Tigres Volants 0.1

Tigres Volants 0.1: leçons du passé

En faisant le tri lors de mon déménagement, je suis tombé sur un certain nombre de reliques en relation avec le développement de Tigres Volants. Je vous en ai fait une galerie d’images sur Flickr, il y a même des trucs que j’avais dessiné. C’est un peu émouvant – et un peu embarrassant, aussi.

À l’époque – sans doute autour de 1985 – je prenais des notes au crayon dans de vieux cahiers scolaires, les modèles distribués par l’économat cantonal. Le fait que ce bazar ait survécu aux trente dernières années, avec trois déménagements majeurs en plus de ma période lausannoise, est un petit miracle.

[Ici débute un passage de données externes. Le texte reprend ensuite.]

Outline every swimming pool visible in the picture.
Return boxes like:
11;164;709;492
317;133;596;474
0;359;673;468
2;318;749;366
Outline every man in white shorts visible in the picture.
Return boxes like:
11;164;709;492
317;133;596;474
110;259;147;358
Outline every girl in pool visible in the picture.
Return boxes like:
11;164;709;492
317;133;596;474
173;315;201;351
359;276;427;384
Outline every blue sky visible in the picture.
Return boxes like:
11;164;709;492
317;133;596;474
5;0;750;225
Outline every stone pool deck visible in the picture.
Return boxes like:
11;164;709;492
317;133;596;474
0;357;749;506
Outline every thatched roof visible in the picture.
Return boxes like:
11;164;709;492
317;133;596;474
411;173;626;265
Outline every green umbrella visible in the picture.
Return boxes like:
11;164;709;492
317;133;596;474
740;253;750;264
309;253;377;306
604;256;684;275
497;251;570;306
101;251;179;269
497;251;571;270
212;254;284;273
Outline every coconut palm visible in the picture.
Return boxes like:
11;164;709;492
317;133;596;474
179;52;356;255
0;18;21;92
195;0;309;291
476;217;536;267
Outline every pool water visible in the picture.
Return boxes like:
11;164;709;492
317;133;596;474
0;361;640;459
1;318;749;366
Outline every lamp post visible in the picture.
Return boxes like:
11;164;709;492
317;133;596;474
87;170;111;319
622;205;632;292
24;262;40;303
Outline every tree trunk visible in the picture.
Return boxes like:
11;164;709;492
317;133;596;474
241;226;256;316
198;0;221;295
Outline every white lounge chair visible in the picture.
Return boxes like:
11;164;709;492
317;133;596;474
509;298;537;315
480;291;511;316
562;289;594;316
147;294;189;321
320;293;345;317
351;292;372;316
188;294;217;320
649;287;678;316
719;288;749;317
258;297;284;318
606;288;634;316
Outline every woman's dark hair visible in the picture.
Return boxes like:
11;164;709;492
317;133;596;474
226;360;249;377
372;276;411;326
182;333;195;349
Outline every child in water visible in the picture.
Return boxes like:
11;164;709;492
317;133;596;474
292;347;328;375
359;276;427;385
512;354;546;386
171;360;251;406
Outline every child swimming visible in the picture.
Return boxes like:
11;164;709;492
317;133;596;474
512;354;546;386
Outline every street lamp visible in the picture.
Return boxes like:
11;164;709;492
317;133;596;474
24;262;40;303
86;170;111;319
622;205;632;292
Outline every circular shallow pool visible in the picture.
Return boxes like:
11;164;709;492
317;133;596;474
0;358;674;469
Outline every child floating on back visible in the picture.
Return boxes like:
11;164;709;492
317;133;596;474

Une grande partie des textes que j’ai exhumé concerne surtout du matériel et des mécaniques s’y référant. C’est à ce moment que je dois vous avouer que les premières versions de Tigres Volants ont été conçues sur la base de Space Opera, un des rares jeux de SF de l’époque, conçu par Fantasy Games Unlimited – un nom synonyme de “règles impannables” dans le milieu, même en 1980.

On y trouve des listes de matériel avec whatmille caractéristiques et quelques notes de contexte. J’ai d’ailleurs noté avec amusement deux titres, “Armures et armoires à glace” et “Armures et claustrophobes”, qui ont survécu jusqu’à la version 3 – pas forcément les mécaniques qui allaient avec, mais au moins les titres.

J’ai aussi retrouvé quelques scénarios, notamment une mini-campagne qui devait propulser les personnages dans le passé pour enquêter sur “le mystère Gabriel Fore”; on a dû en jouer quelques épisodes, mais ce n’est jamais allé très loin. Certains de ces scénarios sont tellement vieux qu’on y parle encore de “Forerunners”, avant qu’ils ne s’appellent Highlanders, et j’y écris encore “Eldar” sans y. Et avec un s. Putain, j’ai honte…

La plupart de ces scénarios impliquaient des plans de complexes et de bases plus ou moins secrètes. Là où D&D avait ses donjons, Tigres Volants avait des babases, avec un peu les mêmes principes: portes secrètes, monstres errants (on appelle ça aussi des patrouilles de gardes), pièges idiots et autres trésors.

Ça donnait souvent des parties de six-huit heures, sonorisées comme il se doit à grand renfort de heavy-metal sorti de feu mon fidèle ghettoblaster, sans parler des créations de personnage pléthoriques. Zeitgeist, tout ça.

L’intérêt de cette découverte – outre le fait qu’en tant qu’ancien historien, j’ai un intérêt irrationnel pour les archives – est que ça me remontre un peu tout ce que je ne veux plus avoir aujourd’hui dans Erdorin:2300. Je veux dire, je comprends l’intérêt qu’ont certaines personnes pour jouer à l’ancienne, mais perso ça ne me branche pas du tout.

Du coup, les interminables listes de matériel vont très probablement dégager pour laisser la place à un système d’équipement plus narratif. J’ai quelques idées, qui pourraient se résumer à “un descriptif avec des mots-clés qui donnent des avantages et des effets spéciaux” (par exemple “Fusil de précision anti-véhiculaire” donne deux avantages – “fusil” et “lourd” – et un effet spécial “anti-véhiculaire”).

Quant aux scénarios, eh bien disons que la dernière fois que j’en ai fait un qui impliquait des donjons, c’était parce que les PJ devaient enquêter sur un grandeur-nature med-fan.

Les temps changent. On peut écrire des jeux comme dans les années huitante et se dire que c’était le bon temps; personnellement, j’ai plus envie de faire des mécaniques sur des bases plus récentes. C’est un peu comme le rock progressif: les albums “à l’ancienne”, c’est sympa, mais ce sont les groupes contemporains branchés sur leur époque qui sont à mon avis les plus intéressants.